Palestine must consider a new peace proposal
President Trump's “Deal of the Century” delivers a clear message - the world is moving on.
On 28 January, US President Donald Trump and Israeli Prime Minister Benjamin Netanyahu gathered at the White House to unveil the “Deal of the Century,” formally titled “Peace to Prosperity: A Vision to Improve the Lives of the Palestinian and Israeli People.” In attendance were the ambassadors of Oman, Bahrain, and the United Arab Emirates. Notably absent, given the plan's title, were any actual Palestinian people. The message was unmistakable: The Palestinians, in control of the narrative of the conflict with Israel since 1967, control it no more.
Indeed, the Palestinian Authority and its leader Mahmoud Abbas have so far dealt themselves out of the peace process.

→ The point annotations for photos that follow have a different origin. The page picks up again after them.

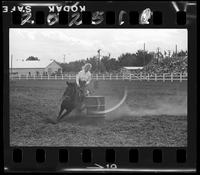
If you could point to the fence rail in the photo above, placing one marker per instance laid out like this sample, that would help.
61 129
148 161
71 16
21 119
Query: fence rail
140 77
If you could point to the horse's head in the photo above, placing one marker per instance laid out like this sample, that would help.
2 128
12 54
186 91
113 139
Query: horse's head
70 89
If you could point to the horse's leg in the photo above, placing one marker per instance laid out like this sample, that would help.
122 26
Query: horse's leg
59 115
66 113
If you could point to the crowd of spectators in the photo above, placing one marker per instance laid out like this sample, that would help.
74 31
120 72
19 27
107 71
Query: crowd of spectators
167 65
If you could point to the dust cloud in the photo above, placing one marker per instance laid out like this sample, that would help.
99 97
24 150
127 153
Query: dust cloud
176 105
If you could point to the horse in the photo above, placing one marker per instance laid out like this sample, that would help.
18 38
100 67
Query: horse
72 98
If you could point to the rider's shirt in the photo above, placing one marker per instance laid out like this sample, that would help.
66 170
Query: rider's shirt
83 76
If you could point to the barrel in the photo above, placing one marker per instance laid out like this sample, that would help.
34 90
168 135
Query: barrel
93 104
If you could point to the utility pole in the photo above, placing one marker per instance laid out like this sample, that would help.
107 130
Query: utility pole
158 53
176 50
11 63
99 57
64 58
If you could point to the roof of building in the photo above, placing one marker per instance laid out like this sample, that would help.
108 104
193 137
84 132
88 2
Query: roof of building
55 62
32 64
132 68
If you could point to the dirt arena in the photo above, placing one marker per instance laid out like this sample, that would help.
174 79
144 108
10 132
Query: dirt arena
154 114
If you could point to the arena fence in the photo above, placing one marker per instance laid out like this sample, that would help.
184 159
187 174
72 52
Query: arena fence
140 77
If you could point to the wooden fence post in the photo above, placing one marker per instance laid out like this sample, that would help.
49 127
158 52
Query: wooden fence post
96 76
171 77
147 77
180 77
155 77
163 77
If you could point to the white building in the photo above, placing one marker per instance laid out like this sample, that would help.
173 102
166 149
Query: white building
36 68
130 69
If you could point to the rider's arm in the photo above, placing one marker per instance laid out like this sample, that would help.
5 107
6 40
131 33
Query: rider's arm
89 79
77 79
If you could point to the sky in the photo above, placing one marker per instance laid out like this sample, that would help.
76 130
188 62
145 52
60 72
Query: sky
76 44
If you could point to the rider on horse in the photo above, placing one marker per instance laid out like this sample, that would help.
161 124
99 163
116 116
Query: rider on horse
84 77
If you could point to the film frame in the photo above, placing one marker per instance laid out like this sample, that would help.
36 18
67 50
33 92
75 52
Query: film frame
106 159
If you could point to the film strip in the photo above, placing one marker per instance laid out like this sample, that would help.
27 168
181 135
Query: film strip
122 129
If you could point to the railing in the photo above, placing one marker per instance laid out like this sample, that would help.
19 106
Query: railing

That the Palestinian effort to condemn the Trump plan at the UN Security Council failed to garner a consensus is a separate story. Incredibly, Tunisia sacked its ambassador for planning to oppose it. Despite the posturing of the Arab League statement rejecting the deal, the sum of diplomatic signalling suggests that the Arab world is willing to stand aside. Like the US and Israel, the Arabs have moved on.
The plan calls for the same give and take that has come to define the peace process over the years. Israel retains control of security in the West Bank while the Palestinians receive the right to govern themselves, along with economic incentives. The plan includes a $50-billion sweetener to be allocated to a multilateral development bank to fund numerous infrastructure and business projects in a future Palestinian state. However, the common sticking points between the two sides remain: Israel keeps undivided control of Jerusalem, Area C from the Oslo Accords is annexed (including the Jordan Valley), and Gaza is demilitarized (although it is unclear as to how that would be achieved).

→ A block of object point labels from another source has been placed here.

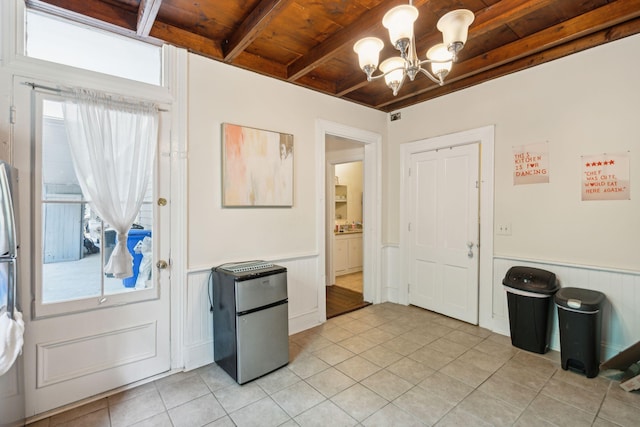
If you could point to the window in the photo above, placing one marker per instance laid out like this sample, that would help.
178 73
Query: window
64 42
75 242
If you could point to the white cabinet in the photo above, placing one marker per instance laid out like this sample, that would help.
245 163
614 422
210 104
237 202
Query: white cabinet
347 253
341 202
355 252
340 256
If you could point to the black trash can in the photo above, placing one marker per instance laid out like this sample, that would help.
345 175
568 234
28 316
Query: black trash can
529 292
580 322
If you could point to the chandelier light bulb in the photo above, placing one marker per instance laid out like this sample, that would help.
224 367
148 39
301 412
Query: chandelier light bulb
455 26
399 21
368 50
394 71
444 59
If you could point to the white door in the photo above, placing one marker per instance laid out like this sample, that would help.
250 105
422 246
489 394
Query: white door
87 333
443 231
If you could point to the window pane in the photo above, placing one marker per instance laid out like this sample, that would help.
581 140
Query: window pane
76 242
68 43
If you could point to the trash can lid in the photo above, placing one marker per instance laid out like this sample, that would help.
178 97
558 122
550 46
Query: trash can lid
531 279
579 299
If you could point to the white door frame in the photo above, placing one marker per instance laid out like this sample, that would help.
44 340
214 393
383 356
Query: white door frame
371 209
485 136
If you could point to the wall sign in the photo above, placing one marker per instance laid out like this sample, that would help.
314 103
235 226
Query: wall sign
605 177
531 164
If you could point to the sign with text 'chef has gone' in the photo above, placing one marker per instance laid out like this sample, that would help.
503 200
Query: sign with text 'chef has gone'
605 177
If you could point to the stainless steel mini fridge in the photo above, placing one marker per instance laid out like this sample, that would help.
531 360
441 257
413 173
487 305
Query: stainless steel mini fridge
250 319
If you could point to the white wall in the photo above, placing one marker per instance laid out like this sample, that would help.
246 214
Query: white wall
583 104
219 93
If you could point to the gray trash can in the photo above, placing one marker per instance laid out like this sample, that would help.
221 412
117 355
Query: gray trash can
580 323
529 292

For the Palestinians, this deal is undoubtedly a downgrade, but that should not come as a shock. Overall, it is a codification of the reality that has developed since the breakdown of the 2000 Camp David Accords. And the trend is unlikely to reverse for two reasons: Iran's aggressive regional agenda and the Arab need to diversify their economies away from petroleum exports. In the first instance, common enemies incentivise warmer relations with Israel. In the second, Israel's non-carbon-based prosperity offers ideas and hope to Arabs hoping to wean themselves from crude. Working with Israel on both security and business offers better options to the Arabs than adherence to the old status quo.

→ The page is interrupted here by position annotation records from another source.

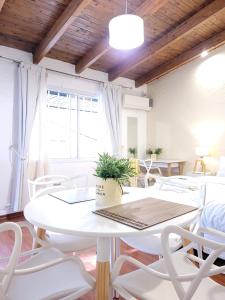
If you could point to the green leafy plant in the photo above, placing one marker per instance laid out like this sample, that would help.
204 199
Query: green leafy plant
158 151
111 167
149 151
132 151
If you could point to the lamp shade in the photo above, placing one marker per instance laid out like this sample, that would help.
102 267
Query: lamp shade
126 32
202 151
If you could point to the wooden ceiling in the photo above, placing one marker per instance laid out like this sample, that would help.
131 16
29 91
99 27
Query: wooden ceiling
76 31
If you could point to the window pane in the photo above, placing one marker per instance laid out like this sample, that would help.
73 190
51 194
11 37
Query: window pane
62 133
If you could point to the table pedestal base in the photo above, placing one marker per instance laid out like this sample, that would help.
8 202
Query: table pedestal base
103 290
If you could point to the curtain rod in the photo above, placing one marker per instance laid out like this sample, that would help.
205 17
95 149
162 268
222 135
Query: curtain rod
68 74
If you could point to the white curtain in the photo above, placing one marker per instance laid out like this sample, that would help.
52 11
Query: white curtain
112 99
28 90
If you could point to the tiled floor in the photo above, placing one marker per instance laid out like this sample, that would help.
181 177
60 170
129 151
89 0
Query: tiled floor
87 256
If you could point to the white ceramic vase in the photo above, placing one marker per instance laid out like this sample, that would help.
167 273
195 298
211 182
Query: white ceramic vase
154 156
108 192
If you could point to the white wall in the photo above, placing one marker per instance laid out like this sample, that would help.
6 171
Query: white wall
7 73
54 79
189 110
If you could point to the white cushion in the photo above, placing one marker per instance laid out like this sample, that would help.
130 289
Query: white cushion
213 216
144 286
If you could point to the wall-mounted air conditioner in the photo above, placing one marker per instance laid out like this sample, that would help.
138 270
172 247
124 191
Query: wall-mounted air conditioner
137 102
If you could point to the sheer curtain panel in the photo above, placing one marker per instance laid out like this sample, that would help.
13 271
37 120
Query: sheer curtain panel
112 99
28 91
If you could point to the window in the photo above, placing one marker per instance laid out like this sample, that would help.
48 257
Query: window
74 125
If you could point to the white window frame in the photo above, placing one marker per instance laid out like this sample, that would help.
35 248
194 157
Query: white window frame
76 93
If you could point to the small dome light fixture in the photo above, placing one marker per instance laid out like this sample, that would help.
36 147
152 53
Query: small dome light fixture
126 31
204 53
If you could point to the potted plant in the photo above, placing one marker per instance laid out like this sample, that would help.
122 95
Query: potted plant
112 173
154 152
132 152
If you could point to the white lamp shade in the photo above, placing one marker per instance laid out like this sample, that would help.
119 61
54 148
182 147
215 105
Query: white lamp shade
202 151
126 32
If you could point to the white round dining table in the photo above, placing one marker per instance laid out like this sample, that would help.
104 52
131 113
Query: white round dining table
49 213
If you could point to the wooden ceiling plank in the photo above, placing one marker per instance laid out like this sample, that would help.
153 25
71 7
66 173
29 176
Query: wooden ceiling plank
73 10
148 7
1 4
166 40
210 44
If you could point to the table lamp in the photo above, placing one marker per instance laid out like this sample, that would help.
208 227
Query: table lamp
199 163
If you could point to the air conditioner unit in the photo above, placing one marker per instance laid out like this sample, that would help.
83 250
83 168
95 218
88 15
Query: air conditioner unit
137 102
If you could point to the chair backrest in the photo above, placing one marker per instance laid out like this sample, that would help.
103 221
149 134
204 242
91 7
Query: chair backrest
214 191
44 182
221 168
7 272
146 163
206 267
80 180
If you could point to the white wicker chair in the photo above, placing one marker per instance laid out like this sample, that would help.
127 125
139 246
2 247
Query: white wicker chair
45 274
175 276
65 242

The Palestinian leadership would be shrewd to acknowledge the wind's direction. In short, the Palestinian leadership should heed the calls of Saudi Arabia and the UAE to begin negotiations with Israel. The truth is that if there is another deal in the offing, it promises to be even worse. The time to engage is now.
Taylor Clausen is a Research Associate in Middle East Studies at the American Enterprise Institute.